Takeo nahm einen Stapel National Geographics von einem der Sessel und bedeutete mir, darauf Platz zu nehmen. Ich tat ihm den Gefallen und versank tief in dem wohl schon seit dreißig Jahren durchgesessenen Möbel.
»Sie und ich, wir haben etwas gemein. Ich kaufe auch alte Möbel«, sagte ich, unfähig, meine Belustigung zu verbergen. »Welchen der sonntäglichen Flohmärkte vor den Schreinen besuchen Sie am liebsten?«
Takeos Stimme hob sich eine Oktave. »Die Möbel sind nicht vom Flohmarkt! Sie sind aus dem Haus, in dem meine Familie früher gelebt hat. Die Stühle standen im Zimmer meiner Mutter.«
Wieder einmal hatte meine amerikanische Direktheit mich in Schwierigkeiten gebracht. Es war mir schrecklich peinlich, daß ich mich abfällig über seine Familienerbstücke geäußert hatte.

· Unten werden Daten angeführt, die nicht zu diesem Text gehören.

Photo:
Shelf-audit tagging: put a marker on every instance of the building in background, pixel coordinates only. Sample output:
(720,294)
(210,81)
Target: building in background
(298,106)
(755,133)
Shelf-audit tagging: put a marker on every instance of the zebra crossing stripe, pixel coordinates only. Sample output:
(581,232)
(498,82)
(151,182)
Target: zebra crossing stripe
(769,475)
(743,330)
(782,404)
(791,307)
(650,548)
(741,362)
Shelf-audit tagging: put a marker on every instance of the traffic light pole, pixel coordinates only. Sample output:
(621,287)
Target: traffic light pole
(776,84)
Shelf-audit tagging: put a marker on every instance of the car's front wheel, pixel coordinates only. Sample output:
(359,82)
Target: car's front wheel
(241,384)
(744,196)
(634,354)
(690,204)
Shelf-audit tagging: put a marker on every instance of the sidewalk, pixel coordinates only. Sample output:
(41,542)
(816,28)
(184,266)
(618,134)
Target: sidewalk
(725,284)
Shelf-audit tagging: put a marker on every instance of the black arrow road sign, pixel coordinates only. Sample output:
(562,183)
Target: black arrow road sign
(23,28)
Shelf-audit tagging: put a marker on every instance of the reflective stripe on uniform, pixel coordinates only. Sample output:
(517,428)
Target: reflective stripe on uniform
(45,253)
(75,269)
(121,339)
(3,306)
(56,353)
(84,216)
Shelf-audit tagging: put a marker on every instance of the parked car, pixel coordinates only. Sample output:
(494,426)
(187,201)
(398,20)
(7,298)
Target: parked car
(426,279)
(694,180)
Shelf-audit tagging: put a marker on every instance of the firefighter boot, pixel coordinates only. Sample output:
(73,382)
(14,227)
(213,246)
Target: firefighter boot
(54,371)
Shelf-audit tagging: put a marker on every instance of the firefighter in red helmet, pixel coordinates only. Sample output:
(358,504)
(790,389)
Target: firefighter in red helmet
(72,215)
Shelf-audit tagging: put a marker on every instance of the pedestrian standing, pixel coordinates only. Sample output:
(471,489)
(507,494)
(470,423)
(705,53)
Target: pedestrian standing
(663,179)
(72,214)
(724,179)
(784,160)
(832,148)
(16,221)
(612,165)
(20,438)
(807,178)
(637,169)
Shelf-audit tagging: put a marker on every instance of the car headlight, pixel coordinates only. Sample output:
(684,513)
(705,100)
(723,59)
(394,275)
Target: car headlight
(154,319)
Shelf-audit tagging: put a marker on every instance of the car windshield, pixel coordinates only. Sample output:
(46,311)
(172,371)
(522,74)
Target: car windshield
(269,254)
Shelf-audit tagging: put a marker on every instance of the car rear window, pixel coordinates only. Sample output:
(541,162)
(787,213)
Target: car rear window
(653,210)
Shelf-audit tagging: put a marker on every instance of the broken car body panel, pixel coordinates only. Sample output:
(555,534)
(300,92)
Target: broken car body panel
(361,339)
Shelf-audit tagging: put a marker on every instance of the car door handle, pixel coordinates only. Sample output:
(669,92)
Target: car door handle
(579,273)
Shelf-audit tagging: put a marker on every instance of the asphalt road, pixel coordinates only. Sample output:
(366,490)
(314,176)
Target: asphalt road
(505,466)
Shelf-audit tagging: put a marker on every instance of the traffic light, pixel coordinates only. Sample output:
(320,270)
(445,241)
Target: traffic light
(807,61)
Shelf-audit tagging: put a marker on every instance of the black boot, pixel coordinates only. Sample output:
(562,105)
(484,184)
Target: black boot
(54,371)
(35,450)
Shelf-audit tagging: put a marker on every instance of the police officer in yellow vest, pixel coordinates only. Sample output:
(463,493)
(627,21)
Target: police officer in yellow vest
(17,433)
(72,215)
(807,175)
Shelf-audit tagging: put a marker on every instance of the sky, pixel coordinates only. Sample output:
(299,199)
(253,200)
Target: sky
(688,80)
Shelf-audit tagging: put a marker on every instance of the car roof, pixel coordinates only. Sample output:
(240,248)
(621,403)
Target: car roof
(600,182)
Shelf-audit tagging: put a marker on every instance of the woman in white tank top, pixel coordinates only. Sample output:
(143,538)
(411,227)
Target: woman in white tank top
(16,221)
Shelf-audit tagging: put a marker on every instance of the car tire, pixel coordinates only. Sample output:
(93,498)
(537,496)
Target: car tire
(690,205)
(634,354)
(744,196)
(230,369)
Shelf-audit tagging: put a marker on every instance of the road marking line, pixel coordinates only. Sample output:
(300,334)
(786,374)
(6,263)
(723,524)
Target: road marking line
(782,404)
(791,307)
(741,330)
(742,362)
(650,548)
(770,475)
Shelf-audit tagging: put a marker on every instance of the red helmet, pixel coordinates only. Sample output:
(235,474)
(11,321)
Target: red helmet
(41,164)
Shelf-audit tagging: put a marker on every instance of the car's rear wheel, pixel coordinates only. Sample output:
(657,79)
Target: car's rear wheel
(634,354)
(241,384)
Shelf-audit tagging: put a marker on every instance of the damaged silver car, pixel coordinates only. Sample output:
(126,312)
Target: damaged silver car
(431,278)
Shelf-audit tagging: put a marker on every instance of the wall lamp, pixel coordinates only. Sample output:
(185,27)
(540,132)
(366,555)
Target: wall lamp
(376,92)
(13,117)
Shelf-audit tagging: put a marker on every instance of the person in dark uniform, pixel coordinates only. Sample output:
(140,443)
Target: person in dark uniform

»Außerdem sind Sie nicht hier, um den Wert der Möbel zu schätzen. Mich würde viel mehr interessieren, was Sie über den Inhalt Ihres Rucksacks zu sagen haben.«
»Sie meinen wohl einen bestimmten Gegenstand, nicht wahr?«
»Sie hatten ein Ikebana-Gefäß bei sich, das in den dreißiger Jahren für unsere Schule gefertigt wurde. Davon wurden insgesamt nur tausend Exemplare hergestellt. Heutzutage eines davon aufzuspüren, ist ziemlich schwierig«, sagte Takeo.
»Das hat Mrs. Koda mir auch gesagt.« Es würde Mr. Ishida freuen, das zu hören.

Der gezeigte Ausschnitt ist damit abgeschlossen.